I came by imminst a couple times, but felt embarrased for leaving so abruptly without a word. I was too down to contribute or even spend much time on the forums. I felt that the cause wasn't going anywhere so I didn't do anything for it.

I continued to smoke pot and drink. I cheated on my drug tests so my parents wouldn't find out about the pot. I was going through ups and down, but overall I'd say I was improving. Overall the past few months have been a great time of growth for me. I've started to really think about my past and my life in a more "down to earth" way. I've been feeling my confidence return slowly to the level it was before my fist hospitalization. Each time I was hospitalized or had a near break, I'd lose confidence again. It has been almost 3 years since my last hospitalization and almost 1 year since my last "near break," so I can say that overall I've been improving. I returned to imminst a little while ago with the return of my confidence and hapiness :)

Today (August 28, 2009) I am a pretty happy person. I am taking my meds consistently (right now I'm on Welbutrin and Abilify), and monitoring myself better, especially when I smoke. I'm actually planning to take a break from smoking starting Monday, so we'll see how that goes. I haven't been to therapy or seen my Psychiatrist in a few months. I definitely should see my Psychiatrist again, but I'm not too excited to schedule another appointment with my therapist. At first I found it interesting and theraputic, but I started to realize that it wasn't really getting me anywhere and sometimes it would create more problems than it would fix. I can talk more about my therapy another time. Anyway, I'm gonna wrap up this first entry... It's gone on a bit longer than I thought and I still have much more to say, but I guess it can wait until later posts.

So that's my condensed autobiography. It felt good to get that all out, but trust me when I say that I have much more to write, which I will do as soon as I figure out where to begin.





Photo
brokenportal
Aug 26 2009 08:09 PM
Good idea to write this. Its therapeutic to do this kind of thing. It helps a person gain perspective on their life and become better equipped to move forward. I did this same thing a long time ago myself. Its also good for people to read to relate to people in the cause more, and get ideas and commonality and fused ideas going more.

You sound like youve become alligned perfectly to be able to either convince yourself to go full throttle with the cause or not. Not many people get that choice at that crucial turning point of early 20's in their life.

Coriciden kills a lot of kids. You read about it in the news all the time. As Im sure you know, drugs may be interesting for a while when your younger, but that you have to get away from it as soon as possible.

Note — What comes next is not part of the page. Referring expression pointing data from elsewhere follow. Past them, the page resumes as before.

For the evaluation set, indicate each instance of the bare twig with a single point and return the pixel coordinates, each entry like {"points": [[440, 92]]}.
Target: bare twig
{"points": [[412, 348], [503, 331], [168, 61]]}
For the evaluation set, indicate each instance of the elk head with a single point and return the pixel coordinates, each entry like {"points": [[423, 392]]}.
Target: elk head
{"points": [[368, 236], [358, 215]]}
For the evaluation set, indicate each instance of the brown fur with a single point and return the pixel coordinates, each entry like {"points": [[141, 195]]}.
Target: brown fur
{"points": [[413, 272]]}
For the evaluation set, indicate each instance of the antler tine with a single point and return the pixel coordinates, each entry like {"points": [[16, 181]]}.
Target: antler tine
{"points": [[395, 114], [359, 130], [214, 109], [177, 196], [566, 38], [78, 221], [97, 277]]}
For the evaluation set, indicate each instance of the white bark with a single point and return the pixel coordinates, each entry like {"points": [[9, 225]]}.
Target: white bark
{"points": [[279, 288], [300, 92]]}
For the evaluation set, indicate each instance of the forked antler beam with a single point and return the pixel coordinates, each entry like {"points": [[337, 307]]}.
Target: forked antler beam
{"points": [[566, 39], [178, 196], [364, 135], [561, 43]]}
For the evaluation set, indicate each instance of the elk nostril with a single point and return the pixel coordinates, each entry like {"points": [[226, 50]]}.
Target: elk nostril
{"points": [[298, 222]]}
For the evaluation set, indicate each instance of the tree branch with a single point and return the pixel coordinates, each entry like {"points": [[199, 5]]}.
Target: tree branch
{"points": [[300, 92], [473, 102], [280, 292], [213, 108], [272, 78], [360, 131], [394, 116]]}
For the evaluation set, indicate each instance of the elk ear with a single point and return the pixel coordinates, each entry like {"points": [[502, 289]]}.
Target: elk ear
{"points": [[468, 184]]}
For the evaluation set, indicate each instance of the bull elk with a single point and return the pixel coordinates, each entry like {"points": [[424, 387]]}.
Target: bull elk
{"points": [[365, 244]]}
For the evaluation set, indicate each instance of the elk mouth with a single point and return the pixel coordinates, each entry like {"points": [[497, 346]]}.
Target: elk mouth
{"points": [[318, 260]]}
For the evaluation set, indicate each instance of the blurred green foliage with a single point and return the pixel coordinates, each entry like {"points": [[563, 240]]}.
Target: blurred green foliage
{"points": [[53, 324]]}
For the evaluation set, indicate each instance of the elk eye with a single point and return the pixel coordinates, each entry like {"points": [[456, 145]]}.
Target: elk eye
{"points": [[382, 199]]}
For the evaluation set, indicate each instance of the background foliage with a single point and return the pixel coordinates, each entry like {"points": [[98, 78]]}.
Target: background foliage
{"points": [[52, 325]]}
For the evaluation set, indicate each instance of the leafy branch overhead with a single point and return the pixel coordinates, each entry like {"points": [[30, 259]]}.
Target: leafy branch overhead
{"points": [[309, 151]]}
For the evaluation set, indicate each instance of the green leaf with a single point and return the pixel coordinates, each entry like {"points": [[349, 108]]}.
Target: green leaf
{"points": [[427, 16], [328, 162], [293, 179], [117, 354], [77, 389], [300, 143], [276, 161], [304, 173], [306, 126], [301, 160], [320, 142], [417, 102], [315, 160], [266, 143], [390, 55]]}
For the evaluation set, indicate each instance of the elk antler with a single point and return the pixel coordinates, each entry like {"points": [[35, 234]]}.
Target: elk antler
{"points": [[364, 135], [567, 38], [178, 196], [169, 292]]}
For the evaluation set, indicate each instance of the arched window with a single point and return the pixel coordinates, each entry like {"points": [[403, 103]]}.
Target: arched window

I used to have more extreme ups and downs too, but I found ways to get grips on things. Controling the levels of stress around me was one key. When your extremely happy, drugs, or living on the edge, then your dopamine and other chemicals go up. Then later you have an equal but opposite reaction crash. When you get really hung over, or into trouble, say arrested, then your feel bad chemicals go way up and your feel good chemicals go way down. Then later youll have an equal and opposite feel great reaction. So balancing out those factors is one key. You then also want to eat healthy, not smoke, you know, get enough v8. These things have helped me tremendously. I feel great all the time now. So dont worry, its not a never ending cycle.

Oh, and again, give in to the cause, we need you, turn your life over to fighting this war. You can be another life extension soldier that makes the difference. Like Margaret Mead said, "Never doubt the ability of a small group of people to change the world, indeed they are the only thing that ever has."

Also remember the penny doubling effect. If you double a penny once a month for 35 months then you will end up with over a billion dollars. All our small efforts build up and reach those critical tipping points like that, that will make the cause go viral. People like you are the fuel that drives this cause from dream to reality.